A group of Colorado Republicans filed a federal lawsuit Thursday against Secretary of State Jena Griswold seeking to prevent unaffiliated voters from participating in the June 28 primary election.
The lead attorney on the lawsuit is John Eastman, the conservative, controversial former visiting scholar at the University of Colorado who, while employed by CU, also authored memos about the ways former President Donald Trump could overturn the results of the 2020 election. Eastman is being investigated by the U.S. House committee looking into the deadly Jan. 6, 2021, attack on the U.S. Capitol after a pro-Trump rally where Eastman spoke.
Among the plaintiffs in the lawsuit are state Rep. Ron Hanks of Fremont County, who attended the Jan. 6 event and is running for U.S. Senate; Laurel Imer, a GOP candidate in the 7th Congressional District; La Plata County Republican Chairman Dave Peters; Adams County Republican Chairwoman JoAnn Windholz; and Casper Stockham, a Republican who has twice run unsuccessfully for Congress.
The lawsuit claims Proposition 108, the 2016 ballot measure approved by Colorado voters that lets unaffiliated voters participate in partisan primary elections, violates the First and 14th amendments.
Specifically, the legal action argues the ballot measure violates the First Amendment because it lets non-Republicans “interfere” with the GOP’s right to choose its nominees, and it violates the 14th Amendment’s equal protection clause by forcing Republicans to allow unaffiliated voters to participate in their primaries.
Unaffiliated voters, who make up more than 40% of the electorate, could potentially swing a primary nomination to a candidate who isn’t supported by a majority of Democratic or Republican voters, the lawsuit claims
Included in the exhibits with the lawsuit is a letter to the editor of The Aspen Daily News encouraging unaffiliated voters in the 3rd Congressional District to vote against U.S. Rep. Lauren Boebert of Garfield County in the Republican primary in June.

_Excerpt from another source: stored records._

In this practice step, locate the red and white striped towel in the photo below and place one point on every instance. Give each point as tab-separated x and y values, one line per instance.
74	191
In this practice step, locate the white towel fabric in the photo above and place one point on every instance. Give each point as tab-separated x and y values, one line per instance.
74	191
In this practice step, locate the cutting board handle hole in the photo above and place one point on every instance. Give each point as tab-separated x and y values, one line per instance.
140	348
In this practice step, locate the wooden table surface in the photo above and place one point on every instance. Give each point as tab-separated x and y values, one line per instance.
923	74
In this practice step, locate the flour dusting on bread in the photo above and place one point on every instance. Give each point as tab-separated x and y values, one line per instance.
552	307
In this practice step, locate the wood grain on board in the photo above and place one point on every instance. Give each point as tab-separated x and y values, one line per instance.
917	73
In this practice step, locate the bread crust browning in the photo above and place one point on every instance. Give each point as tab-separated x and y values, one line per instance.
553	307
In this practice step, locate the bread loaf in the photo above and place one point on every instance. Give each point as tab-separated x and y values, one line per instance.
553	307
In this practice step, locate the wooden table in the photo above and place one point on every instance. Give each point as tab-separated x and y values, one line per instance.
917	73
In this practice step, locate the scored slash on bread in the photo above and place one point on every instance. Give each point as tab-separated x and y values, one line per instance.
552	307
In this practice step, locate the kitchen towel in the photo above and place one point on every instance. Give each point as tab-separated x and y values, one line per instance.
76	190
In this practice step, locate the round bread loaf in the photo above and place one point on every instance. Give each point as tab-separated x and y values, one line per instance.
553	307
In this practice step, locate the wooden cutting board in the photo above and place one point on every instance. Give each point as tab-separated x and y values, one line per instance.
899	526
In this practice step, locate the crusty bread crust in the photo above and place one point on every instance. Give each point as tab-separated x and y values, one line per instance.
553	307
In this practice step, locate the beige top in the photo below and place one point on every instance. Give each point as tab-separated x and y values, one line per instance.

County clerks start sending ballots to military and overseas voters in early May. Clerks may begin mailing ballots to all voters on June 6.
A group of Republicans tried unsuccessfully last year to opt out of the 2022 Colorado primaries to block unaffiliated voters from helping decide the GOP’s nominees. Opponents warned that blocking unaffiliated voters from the Republican primary process would spell disaster for the party.
But the lawsuit notes that the state Republican central committee did vote to file a lawsuit to overturn Proposition 108.
The Colorado GOP declined to comment on the lawsuit. The state party is not listed as a plaintiff.
A spokeswoman with the Secretary of State’s Office said Monday it hadn’t been served with the lawsuit.
The lawsuit filed last week is one of three federal court actions against the Colorado Secretary of State’s Office seeking to overturn aspects of the state’s campaign laws.
Another GOP lawsuit filed in February seeks to overturn limits on individual campaign contributions to candidates for statewide office and the state Legislature. A hearing about whether to grant a preliminary injunction setting the limits aside was scheduled for Thursday.
In October 2020, a federal judge refused to temporarily halt enforcement of Colorado’s reporting requirements for issue committees that raise and spend money on ballot measures.
A lawsuit brought by the Colorado Union of Taxpayers and the Colorado Stop the Wolf Coalition claimed that reporting requirements for nonprofits working on ballot issues are unconstitutional. A judge has yet to make a final ruling in that case.